Rakamlar üzerinden algı operasyonu yapmakta üstümüze yok! Siyasetçisinden bürokratına, federasyon ve kulüp yöneticisinden antrenörüne sporun içindeki herkes, tribünlere oynamak için sayıları kullanıyor. Son örnek, Akdeniz Oyunları.
Balkan şampiyonalarının bir üstü… Başka ülkeler, gelecek vaat eden gençlerini, yıldız olmayan atletlerini yahut sakatlıktan çıkmış, form tutmak isteyen tecrübeli isimlerini gönderirken biz tam takım; madalya aldık diye seviniyoruz!
Kırkpınar, Wimbledon, Fransa Tipi, Formula 1 varken, Akdeniz Oyunları’nı izleyen var mı?
Ons Jabeur teniste tarih yazıp Tunus’u dünyaya tanıtırken, ülkesinin Akdeniz Oyunları şampiyonları Mouna Beji ile Asma Belirli tanınıyor mu?
FIBA’nın 3×3 dışında kadro gönderilmesine müsaade vermediği, voleybolun B yahut C grup düzeyinde temsil edildiği bir tertip bu.
İşin özeti şu: Asıl dikkate alınması gereken sayılar öbür şey anlatıyor. En kıymetli iki olimpik branştan örnek vereyim:
Akdeniz’de 7’si altın 15 madalya aldığımız atletizmde son olimpiyat ve dünya şampiyonasındaki madalya sayımız 0 (Yazıyla sıfır). Son kıta şampiyonasında 1’i altın 5 madalya aldık.
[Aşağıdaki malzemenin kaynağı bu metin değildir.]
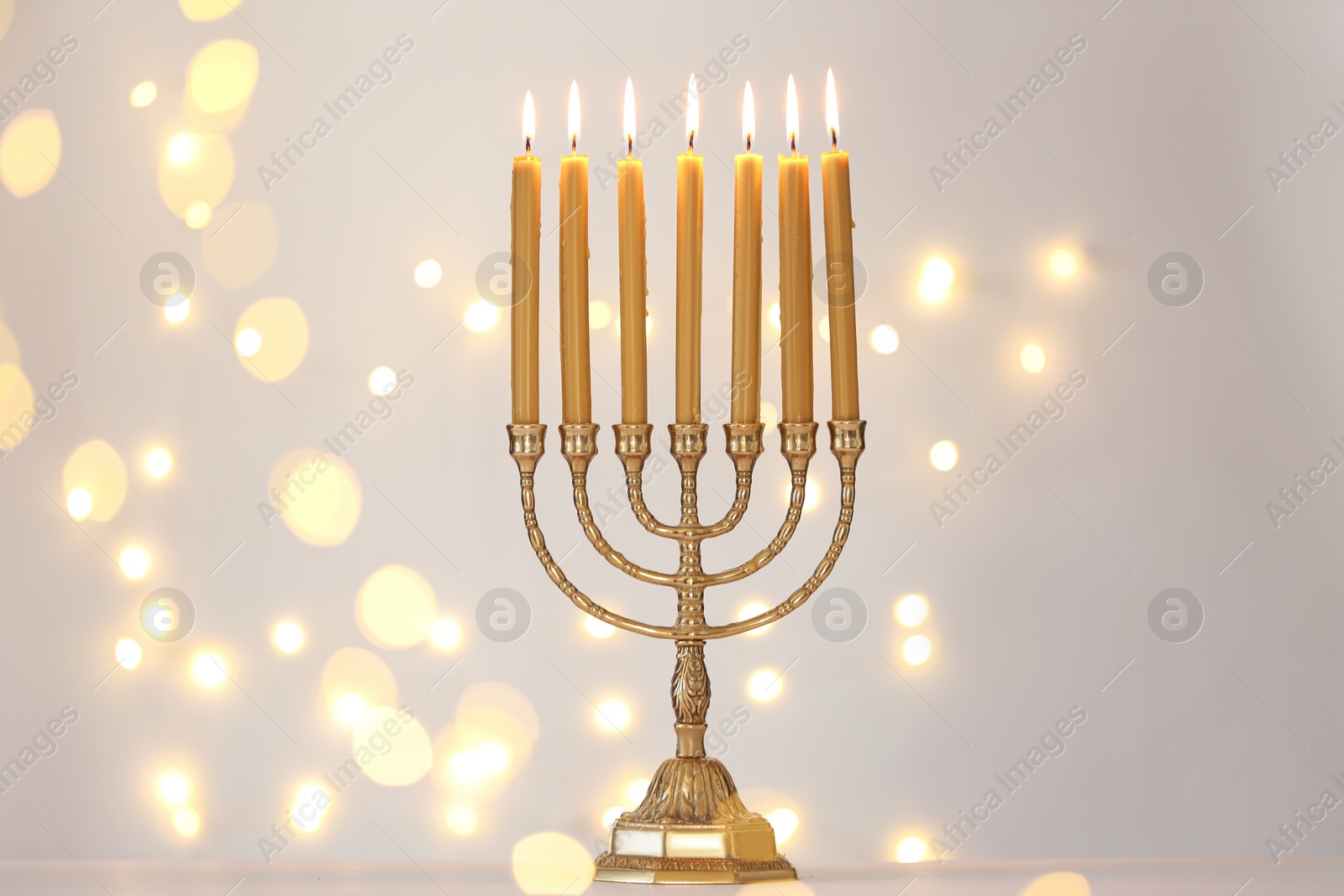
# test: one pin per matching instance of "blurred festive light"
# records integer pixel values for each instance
(279, 342)
(222, 76)
(158, 463)
(172, 788)
(186, 821)
(916, 649)
(911, 849)
(754, 609)
(134, 562)
(884, 338)
(549, 864)
(445, 634)
(638, 790)
(911, 610)
(765, 685)
(428, 273)
(248, 342)
(80, 503)
(396, 607)
(349, 708)
(600, 315)
(461, 821)
(128, 653)
(30, 152)
(944, 456)
(597, 627)
(481, 316)
(178, 309)
(288, 637)
(198, 215)
(143, 94)
(936, 280)
(382, 380)
(612, 715)
(318, 497)
(1062, 264)
(207, 671)
(1032, 358)
(785, 821)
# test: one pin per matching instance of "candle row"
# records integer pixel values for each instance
(795, 273)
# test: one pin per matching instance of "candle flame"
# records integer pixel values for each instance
(629, 117)
(832, 109)
(528, 121)
(792, 116)
(575, 116)
(692, 114)
(748, 116)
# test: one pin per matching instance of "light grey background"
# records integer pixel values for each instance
(1039, 589)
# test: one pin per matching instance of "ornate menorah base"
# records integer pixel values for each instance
(692, 829)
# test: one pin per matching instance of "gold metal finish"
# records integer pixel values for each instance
(691, 826)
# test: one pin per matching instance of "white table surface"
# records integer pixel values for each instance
(1173, 878)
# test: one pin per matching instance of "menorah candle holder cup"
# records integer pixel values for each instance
(691, 826)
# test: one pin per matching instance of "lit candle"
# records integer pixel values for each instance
(839, 221)
(635, 358)
(575, 383)
(795, 275)
(746, 275)
(526, 211)
(690, 217)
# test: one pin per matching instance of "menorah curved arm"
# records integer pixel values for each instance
(847, 445)
(528, 443)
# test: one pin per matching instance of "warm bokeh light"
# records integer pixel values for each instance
(600, 315)
(178, 309)
(1032, 358)
(551, 864)
(597, 627)
(410, 757)
(134, 562)
(207, 671)
(80, 503)
(396, 607)
(911, 849)
(612, 715)
(222, 76)
(1062, 264)
(30, 152)
(916, 649)
(288, 637)
(360, 673)
(445, 634)
(944, 456)
(936, 280)
(128, 653)
(186, 821)
(382, 380)
(280, 338)
(318, 496)
(143, 94)
(158, 463)
(461, 821)
(481, 316)
(97, 469)
(911, 610)
(428, 273)
(785, 821)
(172, 788)
(884, 338)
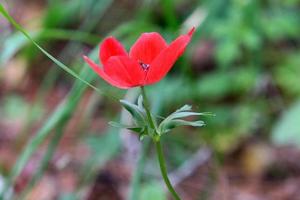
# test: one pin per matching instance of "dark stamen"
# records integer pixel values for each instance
(144, 66)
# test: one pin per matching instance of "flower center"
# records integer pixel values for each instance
(144, 66)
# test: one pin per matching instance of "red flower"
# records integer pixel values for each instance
(148, 61)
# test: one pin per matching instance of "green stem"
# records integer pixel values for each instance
(163, 169)
(146, 105)
(160, 156)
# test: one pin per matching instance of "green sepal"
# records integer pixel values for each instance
(137, 112)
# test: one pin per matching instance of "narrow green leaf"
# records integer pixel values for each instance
(61, 65)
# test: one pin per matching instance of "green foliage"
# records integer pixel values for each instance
(286, 130)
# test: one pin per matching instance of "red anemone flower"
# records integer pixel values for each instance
(148, 61)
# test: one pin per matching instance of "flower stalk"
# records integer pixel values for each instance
(156, 140)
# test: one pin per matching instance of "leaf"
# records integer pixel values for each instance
(135, 129)
(287, 130)
(166, 127)
(61, 65)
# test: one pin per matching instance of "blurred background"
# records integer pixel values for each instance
(243, 65)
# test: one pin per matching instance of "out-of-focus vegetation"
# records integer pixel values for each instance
(243, 65)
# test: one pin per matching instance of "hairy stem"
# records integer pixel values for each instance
(160, 156)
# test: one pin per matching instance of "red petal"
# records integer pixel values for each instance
(103, 75)
(111, 47)
(147, 47)
(166, 59)
(124, 69)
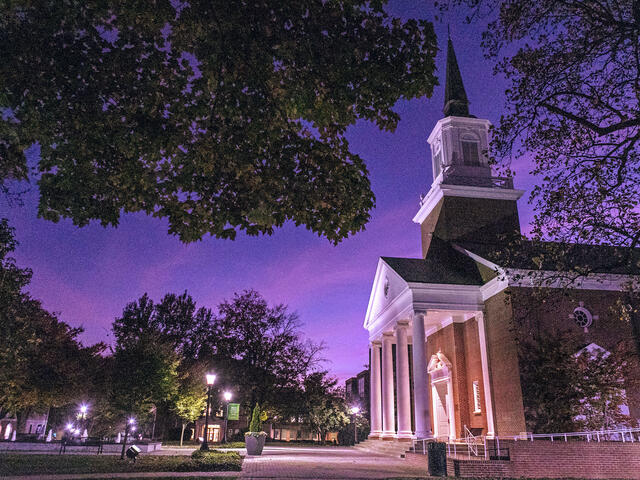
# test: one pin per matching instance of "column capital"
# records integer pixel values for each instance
(401, 324)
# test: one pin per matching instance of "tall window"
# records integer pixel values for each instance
(476, 397)
(470, 152)
(437, 164)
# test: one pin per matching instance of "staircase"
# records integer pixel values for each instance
(383, 447)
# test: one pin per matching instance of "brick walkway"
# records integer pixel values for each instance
(328, 463)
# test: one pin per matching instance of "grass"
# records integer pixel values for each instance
(17, 464)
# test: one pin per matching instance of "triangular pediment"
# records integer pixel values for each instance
(388, 285)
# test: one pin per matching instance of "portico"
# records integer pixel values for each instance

Akdeniz’de 5’i altın 19 madalya aldığımız yüzmede son olimpiyat, dünya ve kıta şampiyonasındaki madalya sayımız 0 (Yazıyla sıfır). En büyük iki tertipte final bile göremedik. 25 Haziran’a kadar Budapeşte’de dünyanın en güzelleri ile yarışırken yarı finalden ötesini göremeyen yüzücülerimiz, 2 hafta sonra Oran’da tepe yaptı!
Son olimpiyatta (Kosova, Katar, İsrail, Uganda kadar) yalnızca 2 altın, toplam 13 madalya ile genel klasmanda 35. olabildik. Akdeniz’de (güreşte Taha ve İstek hariç, olimpik branşlarda) tam takım 41’i altın 102 madalya aldık, İtalya’nın yedeklerine geçildik. İkisi için de “Sporda tarih yazıyoruz” dediler!
Sizi bilmem. Benim için gerçek muvaffakiyet ölçüsü, atletizm ve yüzmede bu ay ve ağustosta düzenlenecek dünya ve Avrupa şampiyonaları… Sporumuzun gerçek düzeyi muhakkak olacak.
Önümüzde bir de İslami Dayanışma Oyunları var. Oradaki madalyalara kim, ne kadar sevinecek, onu da göreceğiz.
Son kelamım “Şu kadar atlet gönderdik” diye övünenlere: Göğsünde Ay-Yıldız olan sportmen için muvaffakiyet, katılmak değil; olimpiyat ve dünya şampiyonalarında kazanmaktır. En değerli propaganda ve tanıtım araçlarından biri olan sporda büyüklüğün ölçüsü budur. Sayılar üzerinden yürütülen algı operasyonları, Türk sporunu kurtarmaz!